Тетушка всплеснула руками и погнала в ванную — отмываться. Пока тер спину длинной о двух ушках мочалкой, Екатерина Дмитриевна приготовила стол: сварила минтай, залила майонезом, посыпала жареной морковкой с луком, наготовила черных гренок с плавленым сыром, чесноком и укропом в духовке. Выставила на стол варенье и обязательный графинчик с рябиновкой, вероятно, его и дожидавшийся в холодильнике — непочатый, запотевший, розовато-оранжевый и терпкий. Сама почти не ела, отщипнула от гренки кусочек, поклевала варенья, пила чай, как сквозь дрему слушала его деревенские похожденья и — о диво! — не притронулась к водке.
— Тетушка, ты плохо себя чувствуешь, заболела?
— Жуй, жуй и не гони как троглодит, на меня не смотри, мне в горло кусок не лезет.
Долго и ласково допытывался причины. Тетушка отговаривалась, но наконец, прижатая к стенке, призналась:
— Паша умирает, Воленька, тебе не понять.
Но он посчитал, что понял, — тетушка переживала уход Дербетева как надвигающееся одиночество.
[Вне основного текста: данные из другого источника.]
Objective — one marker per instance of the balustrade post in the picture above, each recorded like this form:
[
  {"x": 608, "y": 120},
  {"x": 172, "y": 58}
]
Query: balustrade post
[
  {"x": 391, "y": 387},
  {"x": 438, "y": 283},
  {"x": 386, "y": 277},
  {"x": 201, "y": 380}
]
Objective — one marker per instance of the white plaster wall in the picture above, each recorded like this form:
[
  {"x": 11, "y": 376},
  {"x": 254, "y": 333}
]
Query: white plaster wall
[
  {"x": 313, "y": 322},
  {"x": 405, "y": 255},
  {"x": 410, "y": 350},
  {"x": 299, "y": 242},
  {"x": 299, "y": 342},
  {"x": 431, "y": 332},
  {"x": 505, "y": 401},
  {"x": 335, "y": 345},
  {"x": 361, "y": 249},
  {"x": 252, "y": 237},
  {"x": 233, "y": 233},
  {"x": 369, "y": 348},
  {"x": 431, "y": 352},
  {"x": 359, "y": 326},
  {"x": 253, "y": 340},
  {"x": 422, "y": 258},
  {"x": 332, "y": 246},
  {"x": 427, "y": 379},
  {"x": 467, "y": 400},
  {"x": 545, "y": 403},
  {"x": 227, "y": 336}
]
Ни родных, ни знакомых ее возраста более не оставалось.
— Тетушка, мы тебя в обиду не дадим, что там, совсем плохо?
— Что значит «совсем»? Нет, он начал читать газеты, ходит по дому, но я знаю, все знают, только, кажется, Татьяна закрывает глаза. Рак, Воля, — конец очевиден, да и чувствую я: не поднимется он.
— Сколько себя помню, ты всегда его ругала.
— Ругать можно по-разному, я и тебя ругаю. Он дело делал, Воля, я часто была к нему несправедлива. Я давно его знаю. Павел Сергеевич — часть моей жизни.
Тетушка была печальна, и мрачно печальна. Никогда прежде не видал ее такой, никогда не позволяла она показать чувства на людях. Сдержанности научилась с детства. Его приход сегодня лишь подхлестнул думы, с которыми она жила один на один.
— Тетушка, ты меня пугаешь, — заботливо, сердечно погладил ее редкие волосы, прижал к плечу большую голову. — Перестань, у стариков болезнь может тянуться годы.
— Не имеет значения, а по правде, так лучше б скорей. Спасибо, милый, в тебе я не сомневаюсь, ты нас похоронишь как следует. Как в новой жизни устроишься?
— О чем ты?
— Все о том же, век кончился, эпоха тоже. Как ты к Татьяне относишься?
— К чему это, Екатерина Дмитриевна? Хорошо отношусь.
— Так… Гордая — это от Дербетевых, Ершовы да Чигринцевы поглупее да попроще… Я теперь у них каждый день бываю, помогаю. Не нравится мне господин Княжнин — он там сегодня за мажордома.
— Княжнин? При чем здесь Княжнин? Павел Сергеевич его, кажется, презирает. А что Аристов?
— Кто же теперь Пашу спросит, говорю — гордая. Нет, Княжнин… этот очень помог с лекарствами, весь мир на уши поставил, спасибо, низкий поклон… Аристов? Витька — простак, хоть и строит из себя, вбил в голову, что станет бизнесменом. Намучено там воды. Пусть тешится, этот меня всерьез не волнует, а вот кабы Татьяну не увез.
— Куда? В Америку? Да, тетушка, что вы, Таню не знаете — сегодня у нее одно, завтра — другое.
— Знаю, именно что знаю. Дербетевых гордость всю жизнь наизнанку выворачивала.
Она что-то недоговаривала. Любила так — не ставя диагноз, подвести к черте, а в самый решительный момент замкнуться.
— Тетушка, старая интриганка, что там стряслось?
— Пока ничего, Павел Сергеевич жив, все суетятся вокруг. Всегда суетились, и правильно делали. Нас всю жизнь государство кормило, — сказала она вдруг невесть к чему.
— При чем тут государство?
— При том. Плохое-хорошее, но государство. Кого подкармливало, кого и закармливало. Война все поменяла. Паша все свободы искал, как и я поначалу. Потом — война. Он понял, а я все, дура, честь берегла. Он дело делал, Воля. Поздно за ум взялся, но взялся.